Ainsi, la question se pose de savoir pourquoi la Commission européenne et Ursula von der Leyen ont préféré migrer vers une structure commerciale plutôt que soutenir Eurosky, un projet d’intérêt général développé à livre ouvert. Autre interrogation : si W garantit que les données utilisateur (PDS) sont hébergées en Europe, qu’en est-il du reste de l’infrastructure AT Protocol (le Relais, l’AppView et les outils de modération globale) ?

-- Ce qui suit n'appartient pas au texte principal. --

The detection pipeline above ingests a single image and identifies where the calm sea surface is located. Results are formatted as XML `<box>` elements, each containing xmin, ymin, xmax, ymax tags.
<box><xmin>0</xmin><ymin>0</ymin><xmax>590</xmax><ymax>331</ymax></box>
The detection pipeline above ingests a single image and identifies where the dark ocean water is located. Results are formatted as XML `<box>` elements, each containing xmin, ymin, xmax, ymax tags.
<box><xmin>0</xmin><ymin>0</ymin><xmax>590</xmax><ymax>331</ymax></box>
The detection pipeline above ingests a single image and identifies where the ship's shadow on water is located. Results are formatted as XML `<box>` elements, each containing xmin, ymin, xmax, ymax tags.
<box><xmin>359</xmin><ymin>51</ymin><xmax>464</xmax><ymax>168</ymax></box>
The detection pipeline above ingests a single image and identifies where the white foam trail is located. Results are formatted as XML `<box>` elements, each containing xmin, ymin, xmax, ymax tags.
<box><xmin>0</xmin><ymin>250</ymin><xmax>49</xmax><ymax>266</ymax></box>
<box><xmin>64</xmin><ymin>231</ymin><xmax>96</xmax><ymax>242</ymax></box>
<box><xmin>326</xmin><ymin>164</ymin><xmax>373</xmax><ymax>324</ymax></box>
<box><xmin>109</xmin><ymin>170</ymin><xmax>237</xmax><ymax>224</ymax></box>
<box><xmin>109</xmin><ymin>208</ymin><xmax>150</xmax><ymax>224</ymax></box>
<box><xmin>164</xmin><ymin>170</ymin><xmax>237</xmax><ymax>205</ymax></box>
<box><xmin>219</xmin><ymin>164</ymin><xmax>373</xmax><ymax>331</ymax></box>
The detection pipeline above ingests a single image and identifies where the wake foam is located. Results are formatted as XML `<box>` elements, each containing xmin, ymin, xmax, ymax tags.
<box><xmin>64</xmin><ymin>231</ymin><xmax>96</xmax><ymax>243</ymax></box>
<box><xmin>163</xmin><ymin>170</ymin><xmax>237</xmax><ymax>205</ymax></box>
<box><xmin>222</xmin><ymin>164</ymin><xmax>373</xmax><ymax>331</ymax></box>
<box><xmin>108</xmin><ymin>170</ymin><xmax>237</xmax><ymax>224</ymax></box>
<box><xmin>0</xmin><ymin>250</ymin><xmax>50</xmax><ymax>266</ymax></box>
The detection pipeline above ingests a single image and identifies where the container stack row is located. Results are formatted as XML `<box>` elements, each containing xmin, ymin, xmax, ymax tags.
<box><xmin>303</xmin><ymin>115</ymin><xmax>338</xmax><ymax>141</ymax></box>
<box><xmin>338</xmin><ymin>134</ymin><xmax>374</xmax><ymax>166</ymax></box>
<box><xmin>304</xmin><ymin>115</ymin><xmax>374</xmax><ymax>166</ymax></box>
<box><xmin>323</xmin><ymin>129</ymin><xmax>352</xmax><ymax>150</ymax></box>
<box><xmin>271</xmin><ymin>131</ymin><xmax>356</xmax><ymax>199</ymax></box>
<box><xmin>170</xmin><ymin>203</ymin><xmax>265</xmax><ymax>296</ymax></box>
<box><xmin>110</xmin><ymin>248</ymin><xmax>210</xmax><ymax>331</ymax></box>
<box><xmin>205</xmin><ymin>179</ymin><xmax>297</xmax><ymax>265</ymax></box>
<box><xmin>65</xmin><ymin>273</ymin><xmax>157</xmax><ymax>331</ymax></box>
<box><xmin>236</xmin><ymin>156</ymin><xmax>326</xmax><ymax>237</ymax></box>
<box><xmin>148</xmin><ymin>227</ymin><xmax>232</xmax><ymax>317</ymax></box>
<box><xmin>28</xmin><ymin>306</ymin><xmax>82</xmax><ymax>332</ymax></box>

Le code source disparu de GitHub
Plus alarmant encore pour les défenseurs du logiciel libre : alors que les forks d’AT Protocol publient leurs composants en open source, le dépôt GitHub public de W Social a mystérieusement disparu au cours du mois de mars. Il n’en subsiste aujourd’hui qu’une archive web figée datant… du début de l’année.
Au-delà des discours officiels, la crédibilité de la plateforme repose désormais sur une question de fond : la transparence. Si W Social arbore fièrement le slogan « Trust Your Feed » (Ndlr : faites confiance à votre flux) pour séduire les utilisateurs, cette promesse de confiance ne pourra survivre à l’épreuve du temps si elle reste un simple argument marketing. La transparence technique (passant par un accès ouvert au code source et une architecture auditable) est la condition sine qua non pour transformer cette ambition en une réalité durable, et non en une vitrine opaque.
Pour que le réseau puisse réellement incarner l’alternative souveraine tant espérée, il devra démontrer, par des actes concrets et une ouverture totale, que sa promesse de confiance n’est pas qu’un voile posé sur une structure fermée.
La bonne nouvelle ? L’Europe se réveille (et il est temps)
Ne boudons tout de même pas notre plaisir. Après eYou le mois dernier, et l’arrivée de Mu il y a quelques jours développé par Eurosky, les initiatives ne manquent pas pour relancer le débat de la souveraineté des échanges en ligne.
Et dire que le lancement de W Social s’inscrit dans un contexte où Bluesky semble confirmer que la tendance n’est plus à créer un clone de X, mais à rassembler les utilisateurs autour de communautés d’intérêt… à la Reddit. Dans le domaine, à l’image de Mastodon, le protocole AT a une belle carte à jouer face aux géants américains, celle de l’interopérabilité, de l’ouverture et… de la portabilité des données. Bref, d’une certaine idée de la… liberté.